18.12.2019 tarihinde tanzim edilen kesinleşme şerhinde, itiraz edilmediğinden kararın 10.12.2019 tarihinde kesinleştiği, suç tarihinin 26.08.2013 olduğu belirtilmiştir.
Gerekçeli karar, kesinleşme şerhi ve tali karar fişi 19.12.2019 tarihinde, Adli Sicil ve İstatistik Genel Müdürlüğüne gönderilmiştir.
Adli Sicil ve İstatistik Genel Müdürlüğünün 25.12.2019 tarihli yazısı ile tali karar fişinde, doğum tarihinin 28.06.1999, suç tarihinin ise 26.08.2013 olduğu görülen sanığın suç tarihi itibariyle 18 yaşını tamamlamadığı, fişte belirtilen denetim süresi ile 5395 sayılı Çocuk Koruma Kanununda belirtilen denetim süresi arasında çelişki olduğu görüldüğünden evrakın iade edilmesi üzerine, Mahkemenin 25.12.2019 tarihli müzekkeresi ile kanun yararına bozma ihbarında bulunduğu ve Cumhuriyet Başsavcılığının 18.02.2020 tarihli, suç tarihi itibari ile suça sürüklenen çocuk hakkında denetim süresinin 5 yıl olarak belirlenmesinin hukuka aykırılık unsuru ihtiva ettiğinden kesin kararın kanun yararına bozulmasına dair görüşün teminine müteakip Yargıtay Cumhuriyet Başsavcılığından, Adalet Bakanlığı Ceza İşleri Genel Müdürlüğünün 11.05.2020 tarihli talebi ile kesin kararın kanun yararına bozulmasının istenilmesi yazılı bildiriminde bulunulmuştur.

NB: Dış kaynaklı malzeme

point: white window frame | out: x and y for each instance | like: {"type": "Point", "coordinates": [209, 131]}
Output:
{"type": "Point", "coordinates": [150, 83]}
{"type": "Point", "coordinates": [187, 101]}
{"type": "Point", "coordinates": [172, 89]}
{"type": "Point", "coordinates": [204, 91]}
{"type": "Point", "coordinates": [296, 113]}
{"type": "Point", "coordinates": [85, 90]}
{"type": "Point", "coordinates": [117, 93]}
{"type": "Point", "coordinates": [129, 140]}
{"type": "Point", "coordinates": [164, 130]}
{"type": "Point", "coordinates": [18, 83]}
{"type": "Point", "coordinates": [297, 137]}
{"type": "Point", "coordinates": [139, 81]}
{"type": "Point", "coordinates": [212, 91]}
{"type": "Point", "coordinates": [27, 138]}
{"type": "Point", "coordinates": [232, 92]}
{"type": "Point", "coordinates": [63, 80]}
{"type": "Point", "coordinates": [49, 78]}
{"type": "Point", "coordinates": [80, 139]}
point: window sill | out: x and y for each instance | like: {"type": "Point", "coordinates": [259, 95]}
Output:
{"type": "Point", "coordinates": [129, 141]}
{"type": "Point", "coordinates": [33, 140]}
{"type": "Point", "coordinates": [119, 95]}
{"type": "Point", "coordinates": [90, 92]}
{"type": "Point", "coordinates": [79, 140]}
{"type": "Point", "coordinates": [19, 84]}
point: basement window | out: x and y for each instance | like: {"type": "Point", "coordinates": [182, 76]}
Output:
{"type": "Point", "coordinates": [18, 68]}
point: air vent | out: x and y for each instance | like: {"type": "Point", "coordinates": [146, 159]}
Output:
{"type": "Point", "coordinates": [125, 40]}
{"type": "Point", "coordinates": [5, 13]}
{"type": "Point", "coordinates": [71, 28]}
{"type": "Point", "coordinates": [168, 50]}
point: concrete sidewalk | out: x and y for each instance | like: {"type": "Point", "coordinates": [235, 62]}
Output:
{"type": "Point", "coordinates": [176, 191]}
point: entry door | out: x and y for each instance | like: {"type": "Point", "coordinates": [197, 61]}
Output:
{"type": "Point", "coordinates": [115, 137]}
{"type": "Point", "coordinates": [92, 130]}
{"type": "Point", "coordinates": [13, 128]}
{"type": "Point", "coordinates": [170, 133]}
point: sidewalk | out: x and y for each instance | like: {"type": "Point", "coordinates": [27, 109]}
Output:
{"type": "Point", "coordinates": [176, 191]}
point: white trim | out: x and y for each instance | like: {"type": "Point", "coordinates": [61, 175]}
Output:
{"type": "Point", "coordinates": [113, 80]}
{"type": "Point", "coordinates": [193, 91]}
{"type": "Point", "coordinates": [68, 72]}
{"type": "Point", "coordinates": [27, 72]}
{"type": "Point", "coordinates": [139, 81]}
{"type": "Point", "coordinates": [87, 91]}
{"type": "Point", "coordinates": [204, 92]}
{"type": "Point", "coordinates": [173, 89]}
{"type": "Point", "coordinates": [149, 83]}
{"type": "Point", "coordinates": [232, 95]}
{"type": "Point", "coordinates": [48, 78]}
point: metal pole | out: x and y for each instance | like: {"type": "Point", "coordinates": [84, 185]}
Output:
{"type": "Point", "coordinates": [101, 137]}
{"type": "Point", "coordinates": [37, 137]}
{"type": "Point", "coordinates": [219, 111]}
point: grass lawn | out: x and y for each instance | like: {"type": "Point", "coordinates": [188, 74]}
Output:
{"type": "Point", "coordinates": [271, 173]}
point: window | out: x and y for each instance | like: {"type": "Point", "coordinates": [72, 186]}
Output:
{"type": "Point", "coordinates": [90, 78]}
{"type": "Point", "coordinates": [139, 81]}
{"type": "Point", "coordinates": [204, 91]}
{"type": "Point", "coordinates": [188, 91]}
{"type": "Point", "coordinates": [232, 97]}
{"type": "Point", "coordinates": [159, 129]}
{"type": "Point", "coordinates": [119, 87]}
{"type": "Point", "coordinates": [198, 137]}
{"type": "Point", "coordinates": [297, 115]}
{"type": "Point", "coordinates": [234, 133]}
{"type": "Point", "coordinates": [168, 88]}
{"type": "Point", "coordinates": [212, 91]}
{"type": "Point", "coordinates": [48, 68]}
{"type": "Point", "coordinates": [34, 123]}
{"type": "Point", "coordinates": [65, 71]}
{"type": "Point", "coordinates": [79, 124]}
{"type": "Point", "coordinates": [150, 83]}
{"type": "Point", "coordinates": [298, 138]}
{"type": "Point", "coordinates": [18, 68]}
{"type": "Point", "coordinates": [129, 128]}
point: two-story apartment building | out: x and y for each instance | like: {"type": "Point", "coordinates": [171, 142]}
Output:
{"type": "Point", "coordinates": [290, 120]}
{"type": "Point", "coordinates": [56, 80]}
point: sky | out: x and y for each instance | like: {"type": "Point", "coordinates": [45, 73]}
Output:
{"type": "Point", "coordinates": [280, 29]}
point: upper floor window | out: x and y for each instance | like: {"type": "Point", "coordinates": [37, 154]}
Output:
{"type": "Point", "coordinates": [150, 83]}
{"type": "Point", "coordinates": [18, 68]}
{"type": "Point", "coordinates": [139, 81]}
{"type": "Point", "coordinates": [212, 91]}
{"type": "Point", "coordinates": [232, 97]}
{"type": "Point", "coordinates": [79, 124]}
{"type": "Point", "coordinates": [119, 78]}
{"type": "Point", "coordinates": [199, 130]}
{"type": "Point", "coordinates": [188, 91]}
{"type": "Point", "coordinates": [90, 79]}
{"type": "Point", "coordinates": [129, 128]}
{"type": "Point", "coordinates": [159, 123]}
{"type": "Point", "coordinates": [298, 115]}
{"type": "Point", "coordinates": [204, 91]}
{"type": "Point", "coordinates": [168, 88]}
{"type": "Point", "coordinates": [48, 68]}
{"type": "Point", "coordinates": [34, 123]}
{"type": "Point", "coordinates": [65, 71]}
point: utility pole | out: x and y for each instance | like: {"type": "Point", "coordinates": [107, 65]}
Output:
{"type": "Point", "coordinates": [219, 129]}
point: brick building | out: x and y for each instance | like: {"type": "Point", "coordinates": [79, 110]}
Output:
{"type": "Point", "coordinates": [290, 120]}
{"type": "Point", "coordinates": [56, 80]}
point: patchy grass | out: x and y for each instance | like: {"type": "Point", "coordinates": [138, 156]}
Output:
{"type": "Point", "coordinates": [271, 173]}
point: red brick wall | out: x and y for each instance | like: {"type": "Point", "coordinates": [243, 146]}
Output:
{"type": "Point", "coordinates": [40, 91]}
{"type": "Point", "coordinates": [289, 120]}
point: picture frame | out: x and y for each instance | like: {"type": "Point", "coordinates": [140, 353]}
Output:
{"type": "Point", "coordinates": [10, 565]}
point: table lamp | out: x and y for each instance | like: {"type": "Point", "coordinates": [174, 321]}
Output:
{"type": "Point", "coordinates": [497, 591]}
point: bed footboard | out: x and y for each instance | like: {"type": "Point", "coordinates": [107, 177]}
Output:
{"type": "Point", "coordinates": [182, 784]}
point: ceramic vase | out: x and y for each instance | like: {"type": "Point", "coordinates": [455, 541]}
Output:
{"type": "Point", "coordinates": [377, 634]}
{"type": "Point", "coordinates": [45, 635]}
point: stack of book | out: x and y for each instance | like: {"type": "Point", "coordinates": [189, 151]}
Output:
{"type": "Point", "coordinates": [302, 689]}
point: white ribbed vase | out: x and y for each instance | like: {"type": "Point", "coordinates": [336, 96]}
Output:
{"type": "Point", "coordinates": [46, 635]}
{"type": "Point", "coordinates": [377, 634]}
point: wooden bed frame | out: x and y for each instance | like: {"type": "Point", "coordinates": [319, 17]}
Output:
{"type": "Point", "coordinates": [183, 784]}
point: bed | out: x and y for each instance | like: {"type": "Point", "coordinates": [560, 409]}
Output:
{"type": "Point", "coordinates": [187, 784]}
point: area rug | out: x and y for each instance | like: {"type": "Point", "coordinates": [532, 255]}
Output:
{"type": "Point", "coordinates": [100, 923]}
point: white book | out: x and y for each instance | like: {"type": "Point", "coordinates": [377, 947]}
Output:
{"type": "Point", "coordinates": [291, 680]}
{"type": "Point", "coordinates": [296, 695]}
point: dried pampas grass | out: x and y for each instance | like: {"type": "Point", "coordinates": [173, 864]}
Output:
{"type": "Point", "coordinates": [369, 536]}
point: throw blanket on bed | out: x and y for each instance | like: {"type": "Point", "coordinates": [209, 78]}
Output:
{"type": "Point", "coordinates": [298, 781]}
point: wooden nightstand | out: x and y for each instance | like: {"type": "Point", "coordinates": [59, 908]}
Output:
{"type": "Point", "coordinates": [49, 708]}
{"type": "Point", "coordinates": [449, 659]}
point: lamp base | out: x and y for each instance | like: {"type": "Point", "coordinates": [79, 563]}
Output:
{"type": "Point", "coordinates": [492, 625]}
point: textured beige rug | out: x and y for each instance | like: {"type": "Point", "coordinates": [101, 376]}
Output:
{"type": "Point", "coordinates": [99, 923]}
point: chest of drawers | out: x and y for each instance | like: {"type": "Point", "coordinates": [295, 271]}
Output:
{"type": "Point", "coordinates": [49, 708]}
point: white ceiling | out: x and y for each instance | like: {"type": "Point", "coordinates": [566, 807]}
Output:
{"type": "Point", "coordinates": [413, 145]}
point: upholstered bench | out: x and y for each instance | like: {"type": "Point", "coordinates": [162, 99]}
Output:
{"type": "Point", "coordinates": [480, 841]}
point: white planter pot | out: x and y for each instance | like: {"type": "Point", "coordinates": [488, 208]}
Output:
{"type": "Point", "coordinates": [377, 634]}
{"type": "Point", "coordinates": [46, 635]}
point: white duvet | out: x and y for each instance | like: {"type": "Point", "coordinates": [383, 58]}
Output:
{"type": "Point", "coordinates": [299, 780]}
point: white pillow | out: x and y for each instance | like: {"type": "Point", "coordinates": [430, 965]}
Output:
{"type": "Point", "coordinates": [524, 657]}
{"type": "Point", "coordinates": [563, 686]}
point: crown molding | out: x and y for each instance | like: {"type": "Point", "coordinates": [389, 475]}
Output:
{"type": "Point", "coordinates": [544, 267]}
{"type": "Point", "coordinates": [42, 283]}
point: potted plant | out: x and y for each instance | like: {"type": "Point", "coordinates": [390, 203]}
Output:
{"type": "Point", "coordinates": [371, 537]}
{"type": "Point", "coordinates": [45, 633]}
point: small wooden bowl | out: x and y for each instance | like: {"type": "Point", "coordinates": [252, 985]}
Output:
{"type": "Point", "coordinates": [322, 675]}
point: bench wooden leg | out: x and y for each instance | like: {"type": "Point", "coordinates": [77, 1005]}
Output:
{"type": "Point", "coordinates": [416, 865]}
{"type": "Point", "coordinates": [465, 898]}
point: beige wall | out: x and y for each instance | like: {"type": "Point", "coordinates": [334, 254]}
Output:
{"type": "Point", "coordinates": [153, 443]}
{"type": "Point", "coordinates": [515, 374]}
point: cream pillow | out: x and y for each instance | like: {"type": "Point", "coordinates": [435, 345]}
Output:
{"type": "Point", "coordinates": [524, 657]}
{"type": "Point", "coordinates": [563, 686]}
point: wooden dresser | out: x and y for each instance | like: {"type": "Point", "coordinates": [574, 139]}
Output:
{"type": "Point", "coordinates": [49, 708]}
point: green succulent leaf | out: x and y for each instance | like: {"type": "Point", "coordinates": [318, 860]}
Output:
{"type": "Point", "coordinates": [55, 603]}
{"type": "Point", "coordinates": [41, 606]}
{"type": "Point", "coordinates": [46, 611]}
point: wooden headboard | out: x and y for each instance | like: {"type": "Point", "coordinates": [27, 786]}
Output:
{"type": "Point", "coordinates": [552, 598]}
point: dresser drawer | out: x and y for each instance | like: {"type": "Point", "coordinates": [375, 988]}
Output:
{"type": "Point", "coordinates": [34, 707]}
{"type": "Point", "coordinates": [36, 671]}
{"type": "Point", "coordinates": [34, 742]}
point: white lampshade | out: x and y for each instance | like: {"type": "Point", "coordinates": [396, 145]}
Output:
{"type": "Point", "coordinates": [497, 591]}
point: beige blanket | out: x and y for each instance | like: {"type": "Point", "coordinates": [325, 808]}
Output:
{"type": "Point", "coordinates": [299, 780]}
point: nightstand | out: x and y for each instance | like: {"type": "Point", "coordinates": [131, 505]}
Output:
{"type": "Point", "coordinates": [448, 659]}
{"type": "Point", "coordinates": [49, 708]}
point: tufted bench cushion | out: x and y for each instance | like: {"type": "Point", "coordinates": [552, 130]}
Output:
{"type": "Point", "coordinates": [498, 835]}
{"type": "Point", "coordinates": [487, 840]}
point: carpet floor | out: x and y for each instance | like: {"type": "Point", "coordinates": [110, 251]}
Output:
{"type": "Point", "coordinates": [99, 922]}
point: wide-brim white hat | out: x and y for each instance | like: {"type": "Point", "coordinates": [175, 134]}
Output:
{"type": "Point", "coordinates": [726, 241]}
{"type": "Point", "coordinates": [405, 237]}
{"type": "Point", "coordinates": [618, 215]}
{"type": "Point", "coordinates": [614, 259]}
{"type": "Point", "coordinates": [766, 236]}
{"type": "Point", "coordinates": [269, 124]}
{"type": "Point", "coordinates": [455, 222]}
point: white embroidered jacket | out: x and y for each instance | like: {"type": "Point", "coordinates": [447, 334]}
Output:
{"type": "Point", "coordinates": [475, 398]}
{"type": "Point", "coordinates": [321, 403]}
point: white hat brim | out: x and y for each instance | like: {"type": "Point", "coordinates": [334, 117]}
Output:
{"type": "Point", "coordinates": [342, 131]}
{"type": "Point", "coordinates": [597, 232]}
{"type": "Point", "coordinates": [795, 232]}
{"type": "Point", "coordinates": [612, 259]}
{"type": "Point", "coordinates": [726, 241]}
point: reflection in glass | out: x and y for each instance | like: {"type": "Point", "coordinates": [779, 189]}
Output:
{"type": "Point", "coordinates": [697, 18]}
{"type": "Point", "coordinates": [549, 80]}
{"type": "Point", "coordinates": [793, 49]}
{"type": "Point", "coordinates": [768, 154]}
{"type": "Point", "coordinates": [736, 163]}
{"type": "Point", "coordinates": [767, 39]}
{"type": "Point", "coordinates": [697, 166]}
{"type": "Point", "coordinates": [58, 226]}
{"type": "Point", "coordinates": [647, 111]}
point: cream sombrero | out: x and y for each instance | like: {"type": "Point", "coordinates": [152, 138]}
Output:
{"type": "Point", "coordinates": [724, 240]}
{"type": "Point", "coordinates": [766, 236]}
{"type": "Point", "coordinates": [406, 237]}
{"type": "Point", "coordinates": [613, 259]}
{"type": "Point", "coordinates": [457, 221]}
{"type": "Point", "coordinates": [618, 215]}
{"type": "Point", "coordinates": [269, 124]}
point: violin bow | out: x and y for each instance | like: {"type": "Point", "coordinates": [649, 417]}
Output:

III-KANUN YARARINA BOZMA İSTEMİNE İLİŞKİN UYUŞMAZLIĞIN KAPSAMI:
Suç tarihi itibariyle 12-15 yaş grubu aralığında bulunan suça sürüklenen çocuk hakkında, terör örgütü propagandası yapmak suçundan kurulan hükmün 5271 CMK’nın 231. maddesi uyarınca açıklanmasının geri bırakılmasına dair kararda denetim süresinin 5 yıl olarak belirlenmesinde isabet bulunup bulunmadığına ilişkindir.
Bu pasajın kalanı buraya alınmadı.